Ein Kredit kann sehr verschiedene Konditionen haben, wobei diese überwiegend durch die Kreditlaufzeit definiert werden, für die sich der Kreditnehmer entscheidet. Eine lange „Kreditlaufzeit“ bewirkt, dass der Kreditnehmer niedrigere Monatsraten zahlen muss, als es bei einem Darlehen mit kurzer Laufzeit der Fall ist. Was die Kreditlaufzeit betrifft, kann es sich demzufolge definitiv lohnen, die unterschiedlichen Möglichkeiten in Betracht zu ziehen. Beachten Sie bitte, dass es für einige Kredite nur eine beschränkte Auswahl an Laufzeiten gibt.

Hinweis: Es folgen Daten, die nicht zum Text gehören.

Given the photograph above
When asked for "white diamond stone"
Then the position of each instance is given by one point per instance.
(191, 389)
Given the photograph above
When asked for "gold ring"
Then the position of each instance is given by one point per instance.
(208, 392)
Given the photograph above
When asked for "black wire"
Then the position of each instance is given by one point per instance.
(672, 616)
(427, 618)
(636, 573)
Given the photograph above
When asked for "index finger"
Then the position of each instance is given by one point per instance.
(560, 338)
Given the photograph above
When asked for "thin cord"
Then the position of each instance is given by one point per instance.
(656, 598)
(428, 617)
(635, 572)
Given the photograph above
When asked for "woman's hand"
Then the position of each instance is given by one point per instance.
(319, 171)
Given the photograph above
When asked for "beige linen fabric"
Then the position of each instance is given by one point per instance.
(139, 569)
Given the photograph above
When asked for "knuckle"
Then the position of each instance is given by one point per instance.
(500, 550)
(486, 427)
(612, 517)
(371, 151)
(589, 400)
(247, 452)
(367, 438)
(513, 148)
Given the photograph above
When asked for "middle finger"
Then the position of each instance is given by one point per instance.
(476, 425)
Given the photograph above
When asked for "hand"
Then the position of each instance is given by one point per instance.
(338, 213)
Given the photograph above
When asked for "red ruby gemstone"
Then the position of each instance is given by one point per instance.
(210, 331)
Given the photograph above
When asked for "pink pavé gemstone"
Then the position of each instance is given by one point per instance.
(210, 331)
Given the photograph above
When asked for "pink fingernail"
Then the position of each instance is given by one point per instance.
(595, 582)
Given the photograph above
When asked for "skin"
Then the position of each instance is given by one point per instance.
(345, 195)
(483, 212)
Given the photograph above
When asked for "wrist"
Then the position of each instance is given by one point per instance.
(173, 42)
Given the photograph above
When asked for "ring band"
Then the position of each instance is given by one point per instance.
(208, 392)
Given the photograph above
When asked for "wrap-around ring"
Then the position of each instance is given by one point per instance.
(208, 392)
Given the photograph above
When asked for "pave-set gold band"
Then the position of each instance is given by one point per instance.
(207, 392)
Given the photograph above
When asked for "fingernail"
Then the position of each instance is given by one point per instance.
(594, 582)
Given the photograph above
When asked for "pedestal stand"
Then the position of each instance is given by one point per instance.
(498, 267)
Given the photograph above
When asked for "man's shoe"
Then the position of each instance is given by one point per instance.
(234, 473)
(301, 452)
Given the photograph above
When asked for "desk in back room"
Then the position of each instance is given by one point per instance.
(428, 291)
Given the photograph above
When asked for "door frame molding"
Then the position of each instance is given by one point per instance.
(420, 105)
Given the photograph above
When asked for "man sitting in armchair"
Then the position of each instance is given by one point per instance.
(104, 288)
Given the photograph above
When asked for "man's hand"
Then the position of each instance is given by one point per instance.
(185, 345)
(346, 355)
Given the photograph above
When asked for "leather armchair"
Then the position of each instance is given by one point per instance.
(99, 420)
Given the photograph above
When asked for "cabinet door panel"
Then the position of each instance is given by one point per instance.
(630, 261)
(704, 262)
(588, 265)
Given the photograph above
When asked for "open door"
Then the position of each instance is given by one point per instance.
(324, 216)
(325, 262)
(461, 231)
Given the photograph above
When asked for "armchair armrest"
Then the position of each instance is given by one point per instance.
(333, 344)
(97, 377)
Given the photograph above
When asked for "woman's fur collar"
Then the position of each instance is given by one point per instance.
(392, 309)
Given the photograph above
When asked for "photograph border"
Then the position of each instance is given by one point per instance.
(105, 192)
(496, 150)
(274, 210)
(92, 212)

Die Darlehenslaufzeit, welche auch als Kreditlaufzeit bezeichnet wird, ist der Zeitrahmen, von der Auszahlung bis zur kompletten Begleichung respektive Tilgung der Kreditsumme. Dabei hängt die Dauer genau genommen von der Rückzahlung und der Höhe des Nominalzinses ab. Höhe und Anzahl der Raten beeinflussen logischerweise überwiegend die Laufzeit. Fallen die einzelnen Monatsraten niedrig aus, wird die komplette Rückzahlung des Darlehens respektive der Kreditsumme inklusive Bearbeitungsgebühren und Zinsen logischerweise relativ lange dauern. Laufen Kredite über 120 Monate oder länger, werden diese als Langzeitdarlehen tituliert.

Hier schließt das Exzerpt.